Russian President Vladimir Putin weighed in on the incident Wednesday while speaking at an international forum on Arctic exploration in the northern Russian city of Salekhard.
It is “obvious they’re not pirates,” he said of the Greenpeace activists, but added that they had been trying to seize the rig by force and authorities had responded with due concern for security.
The oil rig targeted by the activists is operated by Gazprom Neft Shelf, a subsidiary of Russian oil and gas giant Gazprom that holds the license for the Arctic field.

The suspects face up to 15 years in prison under the current piracy case, which Greenpeace dismissed as absurd, saying that the protest was peaceful and that the border patrol had seized the Arctic Sunrise at gunpoint.

Investigative Committee spokesman Vladimir Markin told RIA Novosti on Wednesday that the classification of the crime as piracy was not final and might change during the course of the investigation.

The detained crew includes activists from the United States, Britain, France, Italy, Finland, Canada, New Zealand, Argentina, Brazil, Turkey and Poland, among other countries. None of them have yet been charged.

Greenpeace’s Russian branch said Wednesday that investigators had denied foreign diplomats and the NGO’s lawyers access to the detainees.

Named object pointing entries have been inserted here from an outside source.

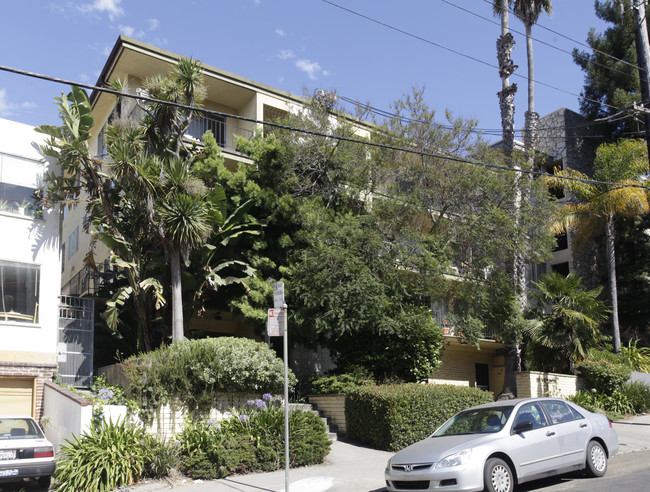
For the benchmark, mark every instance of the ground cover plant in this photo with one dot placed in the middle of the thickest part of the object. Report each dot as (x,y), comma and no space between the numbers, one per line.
(111,455)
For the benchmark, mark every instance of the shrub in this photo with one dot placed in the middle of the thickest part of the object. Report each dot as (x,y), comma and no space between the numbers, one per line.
(638,394)
(604,371)
(252,440)
(639,357)
(111,456)
(191,372)
(391,417)
(338,384)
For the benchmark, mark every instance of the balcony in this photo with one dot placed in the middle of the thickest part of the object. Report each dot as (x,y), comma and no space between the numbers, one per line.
(224,133)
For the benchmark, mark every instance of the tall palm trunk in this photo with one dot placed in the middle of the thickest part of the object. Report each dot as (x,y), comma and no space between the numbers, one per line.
(611,272)
(505,45)
(177,297)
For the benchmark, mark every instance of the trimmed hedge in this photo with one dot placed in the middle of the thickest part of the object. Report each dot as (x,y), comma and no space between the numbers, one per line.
(391,417)
(605,371)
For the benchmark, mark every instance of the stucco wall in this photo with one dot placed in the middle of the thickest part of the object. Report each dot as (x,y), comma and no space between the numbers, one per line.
(534,384)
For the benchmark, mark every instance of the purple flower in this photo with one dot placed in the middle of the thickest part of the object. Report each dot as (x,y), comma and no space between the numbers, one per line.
(105,394)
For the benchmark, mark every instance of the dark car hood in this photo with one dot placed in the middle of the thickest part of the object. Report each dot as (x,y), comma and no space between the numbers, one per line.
(433,449)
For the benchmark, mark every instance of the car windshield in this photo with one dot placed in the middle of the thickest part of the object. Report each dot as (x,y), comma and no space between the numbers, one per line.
(19,428)
(475,421)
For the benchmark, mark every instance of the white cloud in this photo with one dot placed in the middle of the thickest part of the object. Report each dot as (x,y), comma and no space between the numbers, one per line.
(310,68)
(111,7)
(6,108)
(286,55)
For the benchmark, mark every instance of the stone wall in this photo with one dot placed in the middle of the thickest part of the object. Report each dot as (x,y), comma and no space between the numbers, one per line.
(332,407)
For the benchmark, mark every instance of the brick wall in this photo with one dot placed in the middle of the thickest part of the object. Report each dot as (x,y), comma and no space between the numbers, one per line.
(39,373)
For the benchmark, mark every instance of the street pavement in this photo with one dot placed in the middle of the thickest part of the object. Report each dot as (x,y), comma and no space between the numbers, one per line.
(353,468)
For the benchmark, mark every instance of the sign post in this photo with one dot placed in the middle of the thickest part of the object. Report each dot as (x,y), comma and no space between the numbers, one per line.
(277,326)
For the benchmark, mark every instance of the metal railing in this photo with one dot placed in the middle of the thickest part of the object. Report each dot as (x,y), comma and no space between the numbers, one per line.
(224,133)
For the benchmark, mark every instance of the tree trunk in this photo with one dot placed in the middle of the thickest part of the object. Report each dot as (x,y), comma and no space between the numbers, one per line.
(643,58)
(177,297)
(611,272)
(505,45)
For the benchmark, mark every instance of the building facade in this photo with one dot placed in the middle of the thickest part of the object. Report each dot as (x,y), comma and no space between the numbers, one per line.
(30,274)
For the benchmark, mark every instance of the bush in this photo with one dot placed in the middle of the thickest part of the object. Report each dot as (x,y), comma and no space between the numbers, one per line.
(252,440)
(638,394)
(190,373)
(339,384)
(111,456)
(604,371)
(391,417)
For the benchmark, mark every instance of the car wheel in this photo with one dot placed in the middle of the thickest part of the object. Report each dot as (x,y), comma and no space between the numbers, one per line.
(498,477)
(596,459)
(44,482)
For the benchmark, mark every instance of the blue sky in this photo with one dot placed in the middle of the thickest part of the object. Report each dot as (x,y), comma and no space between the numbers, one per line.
(300,44)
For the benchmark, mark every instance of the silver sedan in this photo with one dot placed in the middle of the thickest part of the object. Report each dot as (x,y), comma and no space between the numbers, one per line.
(495,446)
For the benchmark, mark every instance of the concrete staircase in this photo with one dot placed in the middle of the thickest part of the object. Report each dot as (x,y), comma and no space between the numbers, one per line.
(306,407)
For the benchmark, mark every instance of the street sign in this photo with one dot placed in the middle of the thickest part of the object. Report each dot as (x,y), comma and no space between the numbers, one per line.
(278,295)
(275,323)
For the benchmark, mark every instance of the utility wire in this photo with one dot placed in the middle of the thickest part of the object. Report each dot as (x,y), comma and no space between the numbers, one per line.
(608,55)
(314,133)
(478,60)
(562,50)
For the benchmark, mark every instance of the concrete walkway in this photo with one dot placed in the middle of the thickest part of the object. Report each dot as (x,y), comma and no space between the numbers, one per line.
(353,468)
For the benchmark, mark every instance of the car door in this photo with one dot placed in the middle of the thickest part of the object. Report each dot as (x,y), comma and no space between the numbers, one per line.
(572,429)
(535,451)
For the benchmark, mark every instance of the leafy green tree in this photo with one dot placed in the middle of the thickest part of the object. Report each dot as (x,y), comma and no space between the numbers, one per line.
(148,193)
(567,320)
(594,207)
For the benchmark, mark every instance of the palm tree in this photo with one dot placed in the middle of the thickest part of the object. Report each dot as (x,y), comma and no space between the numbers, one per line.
(528,11)
(567,317)
(594,207)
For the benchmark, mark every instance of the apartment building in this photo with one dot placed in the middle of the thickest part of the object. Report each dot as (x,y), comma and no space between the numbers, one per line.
(30,274)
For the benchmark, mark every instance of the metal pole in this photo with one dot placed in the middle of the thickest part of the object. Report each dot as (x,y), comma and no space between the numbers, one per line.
(286,400)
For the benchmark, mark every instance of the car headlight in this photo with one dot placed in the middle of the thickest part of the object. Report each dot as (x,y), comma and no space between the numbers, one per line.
(456,459)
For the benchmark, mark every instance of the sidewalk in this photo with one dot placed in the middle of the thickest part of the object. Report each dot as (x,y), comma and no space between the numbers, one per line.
(353,468)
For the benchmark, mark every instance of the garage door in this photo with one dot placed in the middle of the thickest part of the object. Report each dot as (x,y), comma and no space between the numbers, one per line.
(16,396)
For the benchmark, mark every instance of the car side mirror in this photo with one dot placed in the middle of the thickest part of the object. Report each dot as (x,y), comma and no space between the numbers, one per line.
(524,426)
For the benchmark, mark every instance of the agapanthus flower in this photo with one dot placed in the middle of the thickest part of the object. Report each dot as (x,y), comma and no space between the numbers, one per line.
(105,394)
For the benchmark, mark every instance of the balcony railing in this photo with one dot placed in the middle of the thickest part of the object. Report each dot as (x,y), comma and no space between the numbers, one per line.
(224,133)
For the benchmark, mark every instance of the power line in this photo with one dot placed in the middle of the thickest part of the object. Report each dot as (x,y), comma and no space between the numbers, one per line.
(314,133)
(562,50)
(456,52)
(608,55)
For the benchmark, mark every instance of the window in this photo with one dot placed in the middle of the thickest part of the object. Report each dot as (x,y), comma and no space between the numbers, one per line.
(562,242)
(561,268)
(19,287)
(73,242)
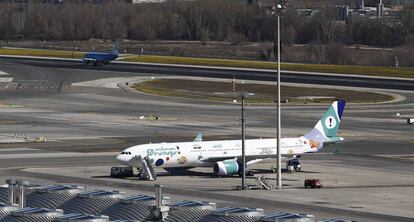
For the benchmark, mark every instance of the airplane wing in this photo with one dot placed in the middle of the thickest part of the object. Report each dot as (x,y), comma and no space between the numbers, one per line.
(89,59)
(249,159)
(121,57)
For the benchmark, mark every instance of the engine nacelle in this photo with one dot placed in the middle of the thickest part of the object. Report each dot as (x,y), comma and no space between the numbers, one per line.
(226,168)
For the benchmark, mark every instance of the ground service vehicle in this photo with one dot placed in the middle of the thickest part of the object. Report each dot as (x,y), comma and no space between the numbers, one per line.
(313,183)
(122,171)
(295,163)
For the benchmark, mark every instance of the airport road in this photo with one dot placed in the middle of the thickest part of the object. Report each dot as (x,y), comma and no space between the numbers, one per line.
(101,121)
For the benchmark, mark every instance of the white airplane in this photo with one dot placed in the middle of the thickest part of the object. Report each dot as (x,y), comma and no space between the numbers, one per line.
(225,155)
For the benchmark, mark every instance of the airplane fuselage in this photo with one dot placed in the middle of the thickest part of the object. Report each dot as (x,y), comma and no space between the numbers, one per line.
(205,153)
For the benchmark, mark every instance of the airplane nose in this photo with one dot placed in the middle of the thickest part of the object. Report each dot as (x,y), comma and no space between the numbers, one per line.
(121,158)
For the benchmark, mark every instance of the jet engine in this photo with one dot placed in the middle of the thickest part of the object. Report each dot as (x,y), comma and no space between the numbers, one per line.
(226,168)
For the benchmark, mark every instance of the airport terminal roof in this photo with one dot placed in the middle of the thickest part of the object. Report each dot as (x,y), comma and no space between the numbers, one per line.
(283,216)
(6,209)
(92,202)
(132,208)
(33,215)
(52,196)
(82,217)
(234,214)
(189,210)
(103,206)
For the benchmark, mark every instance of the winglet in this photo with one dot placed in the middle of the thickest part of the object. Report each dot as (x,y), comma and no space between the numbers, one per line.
(198,138)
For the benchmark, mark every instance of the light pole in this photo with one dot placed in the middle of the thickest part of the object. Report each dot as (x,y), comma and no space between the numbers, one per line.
(243,145)
(278,131)
(243,96)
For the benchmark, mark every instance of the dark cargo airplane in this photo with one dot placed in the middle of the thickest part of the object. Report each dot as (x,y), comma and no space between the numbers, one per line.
(97,58)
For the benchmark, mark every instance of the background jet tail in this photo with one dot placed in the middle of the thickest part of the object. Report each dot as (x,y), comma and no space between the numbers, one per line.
(115,49)
(325,131)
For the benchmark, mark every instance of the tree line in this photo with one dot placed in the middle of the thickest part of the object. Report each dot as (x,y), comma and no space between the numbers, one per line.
(213,20)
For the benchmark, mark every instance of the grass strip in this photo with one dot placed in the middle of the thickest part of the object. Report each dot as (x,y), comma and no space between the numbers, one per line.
(41,53)
(323,68)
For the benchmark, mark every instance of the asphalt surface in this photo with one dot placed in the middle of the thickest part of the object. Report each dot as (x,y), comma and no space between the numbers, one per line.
(82,122)
(223,73)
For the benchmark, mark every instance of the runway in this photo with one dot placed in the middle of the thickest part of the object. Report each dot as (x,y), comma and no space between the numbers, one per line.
(90,124)
(292,77)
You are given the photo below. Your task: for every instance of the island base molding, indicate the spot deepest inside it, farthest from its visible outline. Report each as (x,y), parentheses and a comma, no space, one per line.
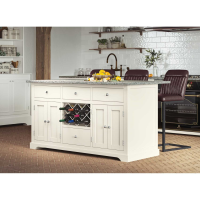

“Now they are being kept in different detention facilities in the Murmansk Region. Procedural paperwork has only been issued to five of them,” the NGO said in a statement.

Diplomats representing countries including the United States and Denmark said later Wednesday that they had managed to see the detained nationals of their countries, while the Polish deputy consul in St. Petersburg complained he had been stopped from doing so.

 

The Polish diplomat told RIA Novosti on Wednesday afternoon that he had been barred from meeting Polish members of the crew without any explanation.

 

The environmental group has hired three lawyers for all its detained activists, but the authorities insisted Wednesday that the suspects should each have their own legal defense, the committee said in its statement.

“Since the criminal investigation is at its primary stage, investigators cannot exclude that in the future, there could be a conflict of interest among some detainees,” the statement said.

Under Russian law, the authorities are allowed to keep a suspect in detention for 48 hours. But investigators can seek a court’s permission to put them under arrest, which can be extended for months.

Greenpeace wrote on its Arctic Sunrise Twitter page Wednesday that almost 450,000 people from 190 countries had signed a petition urging the Russian government to release the detained crew.

Russia’s Natural Resources Minister Sergei Donskoi criticized Greenpeace’s actions at the oil rig, saying they were too aggressive.

“We don’t support this kind of approach, when organizations express their opinion in such an aggressive way,” Donskoi told reporters at the Arctic conference in Salekhard on Wednesday.

Updated with comments and background.